Wie wird man eigentlich zum Narzissten?
Das ist kompliziert. Erstens wird das Temperament vererbt. Zweitens ist es umso wichtiger, in welchem Umfeld und wie Bezugspersonen einen prägen. Eine herzlose Mutter und ein leistungseinfordernder Vater, eine Familie, die weder Liebe noch Sicherheit gibt, kombiniert mit einem nach außen geführten Leben, sind die besten Voraussetzungen für Narzissmus. Ein warmherziges, emphatisches und im besten Sinne menschliches Umfeld ist die beste Prophylaxe.

Als Therapeut versuchen Sie, narzisstischen Menschen ihre grässliche Fratze zu zeigen, wie Sie sagen. Was heißt das?
Ich sage meinen narzisstischen Klienten - und ja, es sind eben fast ausschließlich Männer - , was sie nicht können. Natürlich nicht in der ersten Stunde und auf charmante Art. Die Spaltung dieser Menschen zum authentischen Selbst ist sehr groß. Erst braucht es da Selbstempathie-Übungen, ich frustriere sie milde, aber nachhaltig. Dann arbeite ich alle ab, die Eltern, die Ehefrau, den Chef, die Kinder, denn für Narzissten sind immer die anderen die Bösen. Wenn man von allen die Schuld entkräftet hat, kommt man zum Patienten und der eigenen Verantwortung im Leben.

Führt das zu einer Persönlichkeitsveränderung?
Etwas Scheiße bleibt immer hängen. Aber sie werden demütiger. Wenn Narzissten ihre menschliche Seite entdecken, ist das sehr rührend. Da weinen auch mal Vorstände und harte Kerle.

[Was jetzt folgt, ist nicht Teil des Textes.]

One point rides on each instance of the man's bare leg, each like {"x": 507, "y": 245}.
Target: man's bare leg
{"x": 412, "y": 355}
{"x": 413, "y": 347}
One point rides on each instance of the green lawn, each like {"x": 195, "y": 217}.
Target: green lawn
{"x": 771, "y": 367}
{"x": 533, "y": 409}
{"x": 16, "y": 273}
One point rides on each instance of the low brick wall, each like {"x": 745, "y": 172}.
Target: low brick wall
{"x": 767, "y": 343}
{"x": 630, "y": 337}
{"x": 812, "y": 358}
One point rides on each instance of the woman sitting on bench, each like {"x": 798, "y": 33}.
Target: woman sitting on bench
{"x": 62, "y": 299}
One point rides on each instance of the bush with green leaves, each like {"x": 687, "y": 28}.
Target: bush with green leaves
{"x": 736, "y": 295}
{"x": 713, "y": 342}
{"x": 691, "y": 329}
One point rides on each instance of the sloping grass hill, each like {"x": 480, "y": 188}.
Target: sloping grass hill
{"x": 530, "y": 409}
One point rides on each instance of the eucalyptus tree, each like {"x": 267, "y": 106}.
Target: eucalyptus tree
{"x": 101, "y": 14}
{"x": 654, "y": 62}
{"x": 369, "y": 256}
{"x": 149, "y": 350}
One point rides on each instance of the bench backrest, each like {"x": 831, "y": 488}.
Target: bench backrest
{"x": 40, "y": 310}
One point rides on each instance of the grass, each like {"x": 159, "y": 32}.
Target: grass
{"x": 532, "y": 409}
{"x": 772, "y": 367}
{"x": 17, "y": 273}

Dass die überhaupt zu Ihnen kommen ...
Das passiert oft in der Midlife-Crisis oder wenn durch Rückschläge ihr Super-Ego zusammenkracht. Die haben dann Symptome einer Depression, Angststörung oder Burn-out. Toxische Führungskräfte treffen auch unethische oder unwirtschaftliche Entscheidungen, nur um nicht klein beizugeben. Scheitern ist keine Option. Aber damit scheitern sie erst recht.

Dr. Pablo Hagemeyer, 50, ist Fach­arzt für Psychiatrie und Psychotherapie in Weilheim/Ober­bayern. „Gestatten, ich bin ein Arschloch“, sein Buch über Narzissten (256 S., 13 Euro, Eden), wurde ein Bestseller.